Data from May show a retraction from the same month last year.

By Daniel J. Graeber
State data from Texas show oil and natural gas activity behind what was reported last year. File Photo by Gary C. Caskey/UPI
State data from Texas show oil and natural gas activity behind what was reported last year. File Photo by Gary C. Caskey/UPI | License Photo

AUSTIN, Texas, June 9 (UPI) -- State data from Texas show fewer new drilling permits for and fewer new discoveries of oil or natural gas were made in May than last year.

The Railroad Commission of Texas reported 488 new drilling permits were issued in May, against the 778 issued last year. Both permits for oil and natural gas were lower than for the same month last year.


A low price for crude oil dragged on the cash necessary for exploration and production, a trend reflected in metrics like activity in the upstream oil and gas sector. Oil field services company Baker Hughes last week reported an increase in rig activity in the United States for the first time in months as the price of crude oil returned to the $50 per barrel mark, though declines were still prevalent in May of this year.
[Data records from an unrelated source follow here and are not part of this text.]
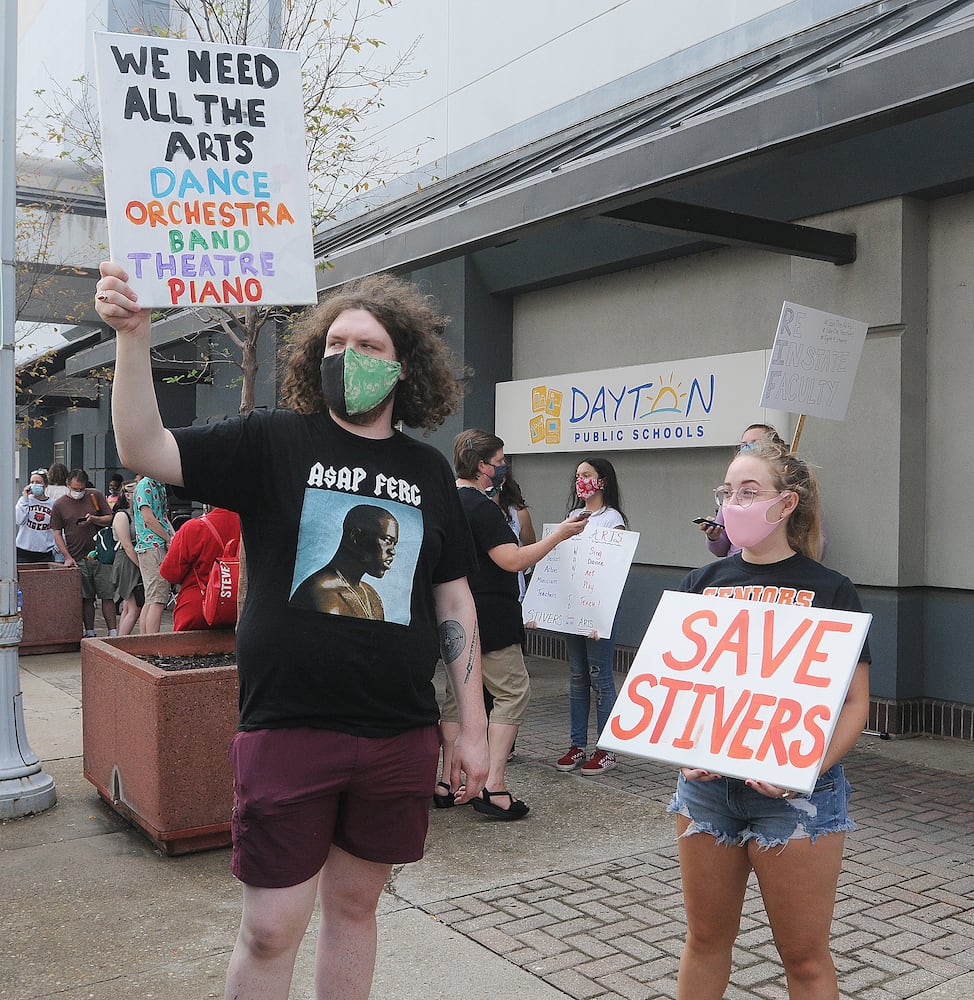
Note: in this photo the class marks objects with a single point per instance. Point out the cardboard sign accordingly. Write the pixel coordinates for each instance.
(813, 362)
(206, 180)
(577, 586)
(741, 688)
(693, 403)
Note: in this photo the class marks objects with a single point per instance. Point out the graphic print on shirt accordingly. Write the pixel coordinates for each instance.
(356, 555)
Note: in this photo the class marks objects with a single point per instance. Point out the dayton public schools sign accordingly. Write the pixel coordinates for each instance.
(696, 402)
(740, 688)
(206, 181)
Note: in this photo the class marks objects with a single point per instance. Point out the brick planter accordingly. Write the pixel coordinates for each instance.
(52, 607)
(155, 741)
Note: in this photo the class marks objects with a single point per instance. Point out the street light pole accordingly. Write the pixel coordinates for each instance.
(24, 786)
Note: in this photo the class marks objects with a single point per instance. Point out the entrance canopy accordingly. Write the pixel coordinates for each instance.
(875, 104)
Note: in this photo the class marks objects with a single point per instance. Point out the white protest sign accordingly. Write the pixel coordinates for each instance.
(813, 362)
(577, 586)
(741, 688)
(206, 180)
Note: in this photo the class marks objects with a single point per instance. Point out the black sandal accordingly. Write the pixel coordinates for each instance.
(483, 805)
(443, 801)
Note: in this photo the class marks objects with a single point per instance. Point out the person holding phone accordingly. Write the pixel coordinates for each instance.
(727, 828)
(76, 518)
(33, 516)
(713, 527)
(595, 497)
In terms of new discoveries, the state data show two were made for oil and none for gas in May. A total of eight new oil field discoveries and four were recorded so far this year. Last May, three new oil discoveries and four new natural gas discoveries were recorded, with a combined 30 new finds for the five-month period ending in May 2015.


Data provided by Karr Ingham, an economist with the Texas Alliance of Energy Producers, show total oil production in Texas for April, the last full month for which the group has information, at 104.9 million barrels, a decline of about 1.8 percent from last year. State data for March show total natural gas production down roughly 14 percent year-on-year.
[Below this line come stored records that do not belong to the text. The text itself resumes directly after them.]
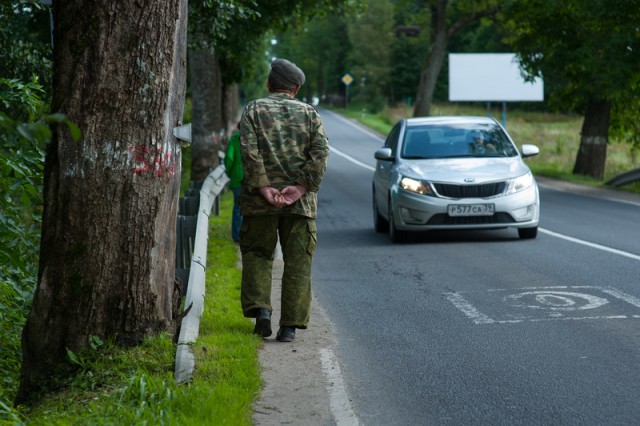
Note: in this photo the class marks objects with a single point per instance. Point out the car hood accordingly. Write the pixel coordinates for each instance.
(462, 170)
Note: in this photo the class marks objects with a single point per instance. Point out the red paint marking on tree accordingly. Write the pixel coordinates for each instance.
(146, 161)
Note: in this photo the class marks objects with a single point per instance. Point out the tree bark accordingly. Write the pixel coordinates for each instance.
(208, 126)
(107, 259)
(435, 59)
(594, 137)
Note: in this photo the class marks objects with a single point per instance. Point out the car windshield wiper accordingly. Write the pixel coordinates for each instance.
(417, 157)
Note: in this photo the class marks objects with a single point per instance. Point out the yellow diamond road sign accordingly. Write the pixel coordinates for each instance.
(347, 79)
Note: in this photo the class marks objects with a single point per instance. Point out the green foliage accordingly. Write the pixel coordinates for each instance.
(135, 386)
(25, 42)
(589, 47)
(237, 29)
(21, 166)
(327, 38)
(21, 160)
(371, 36)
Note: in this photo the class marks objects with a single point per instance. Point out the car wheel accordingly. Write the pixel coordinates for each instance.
(395, 235)
(379, 223)
(528, 233)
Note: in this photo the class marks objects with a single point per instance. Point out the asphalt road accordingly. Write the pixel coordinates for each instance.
(480, 328)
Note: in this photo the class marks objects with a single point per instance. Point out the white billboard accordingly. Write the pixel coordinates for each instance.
(490, 77)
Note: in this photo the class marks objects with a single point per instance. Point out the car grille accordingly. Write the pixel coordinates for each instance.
(445, 219)
(470, 191)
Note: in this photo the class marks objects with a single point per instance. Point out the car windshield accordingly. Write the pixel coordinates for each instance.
(448, 141)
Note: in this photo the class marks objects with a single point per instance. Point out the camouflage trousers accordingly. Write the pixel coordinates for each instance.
(258, 238)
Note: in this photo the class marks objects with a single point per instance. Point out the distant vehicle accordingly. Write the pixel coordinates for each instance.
(441, 173)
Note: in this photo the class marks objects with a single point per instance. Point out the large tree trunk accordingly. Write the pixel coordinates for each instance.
(208, 124)
(435, 59)
(110, 200)
(592, 155)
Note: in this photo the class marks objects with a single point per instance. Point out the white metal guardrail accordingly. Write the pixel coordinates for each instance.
(194, 299)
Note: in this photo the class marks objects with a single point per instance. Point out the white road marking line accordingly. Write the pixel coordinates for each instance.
(468, 309)
(353, 160)
(338, 400)
(592, 245)
(354, 125)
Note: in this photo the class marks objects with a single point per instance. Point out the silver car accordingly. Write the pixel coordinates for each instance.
(439, 173)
Crude oil prices are more than 80 percent from their low point below $30 per barrel early this year as the market returns to a reasonable balance between supply and demand. Oversupply conditions helped bring oil prices far below $100 per barrel that was common in 2014.

For Texas, the No. 1 oil producer in the country, that has yet to spill over into major economic recovery. Keith Phillips, a senior economist with the Federal Reserve Bank of Dallas, said last week there's little chance, however, of a formal recession for Texas. A metric created by the bank, the Texas Business Cycle Index, finds that, overall, the state economy is actually expanding.